MIDI on the Web

To dispel any confusion up front, MIDI is not:

  • Cheesy sounds
  • sound, in any sense

MIDI is About Control

At its purest, MIDI is a protocol and hardware/software specification designed to enable communication between MIDI-enabled devices. With MIDI you can establish a network of instruments that are synced in tempo and that are able to control and be controlled by each other in user-programmed ways. If this idea seems somewhat hard to pin down, that's because the possibilities for application and the shear number of network configurations are quite vast. And it doesn't restrict you to controlling sound. Extensions to the MIDI spec have provided for alternate uses such as light automation for live entertainment.

A Protocol

MIDI is a protocol that provides a standardized message format that can be received and interpreted by any MIDI-enabled instrument. For example, by pressing down on a MIDI keyboard's key, one might send a 'note-on' signal along with information about the event, like the key number and velocity of the key press, to a target device (e.g., a computer running Logic or ProTools) where those sound parameters are used in the actual production of sound.

A Hardware Spec

The hardware specification aspect provides a common physical format for MIDI components and includes MIDI cabling, physical ports and internal mechanisms that receive and send voltage and convert it to data in the digital domain). [This part needs work.]

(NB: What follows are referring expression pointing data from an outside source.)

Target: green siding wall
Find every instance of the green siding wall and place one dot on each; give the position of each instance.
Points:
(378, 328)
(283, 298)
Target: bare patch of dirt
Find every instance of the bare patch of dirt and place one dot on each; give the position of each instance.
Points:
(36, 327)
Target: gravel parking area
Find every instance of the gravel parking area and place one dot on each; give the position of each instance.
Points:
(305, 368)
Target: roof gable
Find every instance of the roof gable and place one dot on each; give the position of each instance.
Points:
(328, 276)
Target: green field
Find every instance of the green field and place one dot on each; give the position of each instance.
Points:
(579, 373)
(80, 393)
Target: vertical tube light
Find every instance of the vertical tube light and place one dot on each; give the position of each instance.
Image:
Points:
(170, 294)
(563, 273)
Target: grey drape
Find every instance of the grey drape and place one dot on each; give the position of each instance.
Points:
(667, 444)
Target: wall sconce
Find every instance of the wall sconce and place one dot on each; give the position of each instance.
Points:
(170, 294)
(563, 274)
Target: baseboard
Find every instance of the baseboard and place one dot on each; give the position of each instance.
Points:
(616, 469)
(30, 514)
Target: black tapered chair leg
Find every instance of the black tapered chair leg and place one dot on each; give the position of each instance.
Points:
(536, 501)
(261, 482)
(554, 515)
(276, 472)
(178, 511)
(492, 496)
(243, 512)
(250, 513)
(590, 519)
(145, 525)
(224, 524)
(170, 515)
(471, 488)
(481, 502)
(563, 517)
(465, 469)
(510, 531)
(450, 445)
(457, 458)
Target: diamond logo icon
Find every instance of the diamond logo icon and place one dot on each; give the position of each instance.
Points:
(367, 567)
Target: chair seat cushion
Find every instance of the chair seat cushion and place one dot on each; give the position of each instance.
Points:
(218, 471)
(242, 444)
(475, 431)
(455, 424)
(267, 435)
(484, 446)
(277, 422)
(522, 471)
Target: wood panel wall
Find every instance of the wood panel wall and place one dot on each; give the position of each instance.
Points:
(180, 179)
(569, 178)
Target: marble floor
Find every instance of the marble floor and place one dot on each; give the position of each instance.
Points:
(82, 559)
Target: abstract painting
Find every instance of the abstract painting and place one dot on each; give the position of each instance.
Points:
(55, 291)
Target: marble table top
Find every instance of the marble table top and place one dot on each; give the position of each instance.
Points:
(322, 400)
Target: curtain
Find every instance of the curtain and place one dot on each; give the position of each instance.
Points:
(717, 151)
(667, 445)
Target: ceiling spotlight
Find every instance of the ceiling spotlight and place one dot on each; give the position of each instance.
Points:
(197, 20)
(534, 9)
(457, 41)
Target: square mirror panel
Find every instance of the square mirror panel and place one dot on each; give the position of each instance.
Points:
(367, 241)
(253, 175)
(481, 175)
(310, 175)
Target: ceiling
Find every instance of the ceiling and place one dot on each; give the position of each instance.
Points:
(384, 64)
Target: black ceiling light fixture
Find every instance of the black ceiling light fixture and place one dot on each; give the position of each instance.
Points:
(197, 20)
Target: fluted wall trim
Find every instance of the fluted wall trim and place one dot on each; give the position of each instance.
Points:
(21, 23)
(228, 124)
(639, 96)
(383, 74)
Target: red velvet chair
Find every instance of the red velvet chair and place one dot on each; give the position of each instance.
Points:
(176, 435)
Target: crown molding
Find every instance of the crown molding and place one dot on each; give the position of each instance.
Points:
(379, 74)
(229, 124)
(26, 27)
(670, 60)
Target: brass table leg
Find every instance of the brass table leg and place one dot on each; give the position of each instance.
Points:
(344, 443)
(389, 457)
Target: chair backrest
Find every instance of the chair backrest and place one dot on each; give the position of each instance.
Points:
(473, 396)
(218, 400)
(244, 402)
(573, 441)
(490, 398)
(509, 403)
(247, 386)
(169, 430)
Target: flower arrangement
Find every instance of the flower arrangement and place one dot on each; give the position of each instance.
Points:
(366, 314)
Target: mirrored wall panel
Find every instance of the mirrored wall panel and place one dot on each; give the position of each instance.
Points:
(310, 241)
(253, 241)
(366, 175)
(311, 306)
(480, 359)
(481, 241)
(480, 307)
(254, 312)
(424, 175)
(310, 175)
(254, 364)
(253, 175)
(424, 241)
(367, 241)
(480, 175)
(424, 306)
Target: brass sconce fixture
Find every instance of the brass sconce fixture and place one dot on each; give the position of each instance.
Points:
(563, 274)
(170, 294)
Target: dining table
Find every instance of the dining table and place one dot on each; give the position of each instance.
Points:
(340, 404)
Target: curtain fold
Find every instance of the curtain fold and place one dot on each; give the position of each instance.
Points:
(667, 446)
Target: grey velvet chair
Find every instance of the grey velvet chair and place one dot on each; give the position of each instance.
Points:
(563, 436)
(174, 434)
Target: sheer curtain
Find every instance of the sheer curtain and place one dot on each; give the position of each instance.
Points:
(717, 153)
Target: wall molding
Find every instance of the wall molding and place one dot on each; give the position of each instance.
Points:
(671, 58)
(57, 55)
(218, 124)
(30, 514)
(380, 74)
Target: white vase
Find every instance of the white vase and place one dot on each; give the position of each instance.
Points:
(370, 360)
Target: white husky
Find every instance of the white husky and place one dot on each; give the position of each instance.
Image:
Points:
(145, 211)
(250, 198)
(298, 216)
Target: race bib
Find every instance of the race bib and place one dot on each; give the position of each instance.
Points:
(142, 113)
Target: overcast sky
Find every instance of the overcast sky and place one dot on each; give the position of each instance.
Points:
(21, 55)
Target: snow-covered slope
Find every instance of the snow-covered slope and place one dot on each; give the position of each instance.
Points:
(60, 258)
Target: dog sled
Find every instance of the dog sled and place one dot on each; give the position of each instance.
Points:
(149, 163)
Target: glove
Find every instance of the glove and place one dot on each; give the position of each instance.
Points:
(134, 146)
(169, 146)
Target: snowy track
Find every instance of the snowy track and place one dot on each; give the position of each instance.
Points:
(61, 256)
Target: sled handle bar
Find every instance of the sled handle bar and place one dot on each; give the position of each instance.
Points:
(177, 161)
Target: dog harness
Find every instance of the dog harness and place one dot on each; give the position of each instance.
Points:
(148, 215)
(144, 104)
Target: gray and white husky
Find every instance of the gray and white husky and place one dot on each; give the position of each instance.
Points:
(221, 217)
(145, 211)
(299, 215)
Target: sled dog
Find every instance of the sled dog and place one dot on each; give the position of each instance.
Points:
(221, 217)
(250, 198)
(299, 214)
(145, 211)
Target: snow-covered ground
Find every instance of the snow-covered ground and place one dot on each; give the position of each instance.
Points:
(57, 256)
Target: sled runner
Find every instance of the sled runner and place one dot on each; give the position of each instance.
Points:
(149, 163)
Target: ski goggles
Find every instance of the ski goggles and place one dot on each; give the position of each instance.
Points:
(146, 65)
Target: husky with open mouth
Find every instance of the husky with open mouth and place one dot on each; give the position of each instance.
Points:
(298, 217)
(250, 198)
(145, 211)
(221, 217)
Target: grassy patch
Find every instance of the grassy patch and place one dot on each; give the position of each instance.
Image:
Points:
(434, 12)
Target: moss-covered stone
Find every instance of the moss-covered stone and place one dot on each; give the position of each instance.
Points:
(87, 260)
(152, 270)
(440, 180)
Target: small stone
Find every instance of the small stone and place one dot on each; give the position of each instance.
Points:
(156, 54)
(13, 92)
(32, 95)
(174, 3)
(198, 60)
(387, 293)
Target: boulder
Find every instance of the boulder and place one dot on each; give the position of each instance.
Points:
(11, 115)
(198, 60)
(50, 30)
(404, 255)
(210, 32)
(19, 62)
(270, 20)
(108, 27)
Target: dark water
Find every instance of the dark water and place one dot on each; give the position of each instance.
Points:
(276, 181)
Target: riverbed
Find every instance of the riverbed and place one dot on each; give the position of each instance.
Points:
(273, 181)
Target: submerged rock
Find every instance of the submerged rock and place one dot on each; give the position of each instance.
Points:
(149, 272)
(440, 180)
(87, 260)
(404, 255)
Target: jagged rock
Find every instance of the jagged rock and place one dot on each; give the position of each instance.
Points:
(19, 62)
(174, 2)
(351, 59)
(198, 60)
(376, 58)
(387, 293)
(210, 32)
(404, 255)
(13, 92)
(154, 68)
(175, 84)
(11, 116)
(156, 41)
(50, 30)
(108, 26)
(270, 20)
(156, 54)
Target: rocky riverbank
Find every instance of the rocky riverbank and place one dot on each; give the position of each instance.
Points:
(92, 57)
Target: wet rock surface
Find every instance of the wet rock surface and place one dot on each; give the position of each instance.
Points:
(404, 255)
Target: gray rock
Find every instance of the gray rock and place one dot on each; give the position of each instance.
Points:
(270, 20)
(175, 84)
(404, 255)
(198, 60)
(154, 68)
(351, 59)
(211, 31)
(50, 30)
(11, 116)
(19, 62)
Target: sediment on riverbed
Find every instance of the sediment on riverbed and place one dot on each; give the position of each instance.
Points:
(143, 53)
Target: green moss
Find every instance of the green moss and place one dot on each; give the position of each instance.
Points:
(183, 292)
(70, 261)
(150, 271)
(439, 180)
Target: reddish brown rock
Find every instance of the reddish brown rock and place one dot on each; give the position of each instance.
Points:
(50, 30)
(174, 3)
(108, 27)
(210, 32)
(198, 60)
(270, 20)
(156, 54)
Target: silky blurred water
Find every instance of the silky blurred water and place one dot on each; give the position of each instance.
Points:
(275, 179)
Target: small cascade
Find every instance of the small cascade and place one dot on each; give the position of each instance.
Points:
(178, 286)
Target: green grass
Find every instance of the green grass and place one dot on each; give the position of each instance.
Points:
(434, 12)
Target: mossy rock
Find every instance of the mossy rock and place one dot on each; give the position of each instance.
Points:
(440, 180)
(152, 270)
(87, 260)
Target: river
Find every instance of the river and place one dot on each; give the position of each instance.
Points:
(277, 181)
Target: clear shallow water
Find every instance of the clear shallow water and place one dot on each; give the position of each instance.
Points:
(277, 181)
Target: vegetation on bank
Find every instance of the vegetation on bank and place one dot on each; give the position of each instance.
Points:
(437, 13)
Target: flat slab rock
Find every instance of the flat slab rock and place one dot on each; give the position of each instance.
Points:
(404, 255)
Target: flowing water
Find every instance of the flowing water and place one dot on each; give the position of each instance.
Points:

Here's what the back of a MIDI-capable MPC1000 sampler looks like:

An MPC1000 is a MIDI-capable device

It has two MIDI OUT ports that can be used to transmit MIDI data to other systems. It also has two MIDI IN ports on which it can receive MIDI data from two separate MIDI systems.

MIDI Instruments

Common MIDI-enabled devices include keyboards, samplers, pianos, guitars and even wind instruments. Since MIDI itself is a protocol and an interface to convert voltage to note data in the digital domain, the possibilities are quite vast. Additionally, today, USB MIDI controllers are very common due to their low cost and portability. A MIDI controller doesn't produce any sound itself but sends MIDI data to external sound generators, where the sound can be rendered according to the control data contained in the MIDI messages. MIDI controllers commonly come in the form of a keyboard or a grid of pads and knobs akin to what you would find on a sampler.

A Demonstration

MIDI can communicate a variety of parameters such as pitch, velocity, volume and envelope information. It also communicates clock source information. In the video below, I demonstrate the effect of configuring the clock source on a digital sampler as the master tempo source and then set the clock-source on a digital keyboard to receive this master tempo and sync with it. Watch at the end as I drop the tempo on the sampler: the tempo on the keyboard drops as well.

Me Demonstrating MIDI

Historical Motivations for MIDI

Polyphony

People have been using intermediary technology to control the performance of music long before MIDI was conceived. The immediate predecessor of MIDI was a mechanism known as CV/Gate which transmits voltage as pitch and note duration as a gate or 'trigger' which communicates an on or off state. While the CV gate model worked well enough for monophonic synthesizers that produced a single note at a time, in the late 70s and early 80s, musicians and composers started to gravitate toward polyphonic instruments that could produce multiple, simultaneous notes or signals. The motivation for MIDI was partly the fact that the mechanisms for controlling and modulating actual current along its path from the sound generator to the output doesn't scale for polyphonic instruments. Monophonic synthesizers alone already take enough space, no?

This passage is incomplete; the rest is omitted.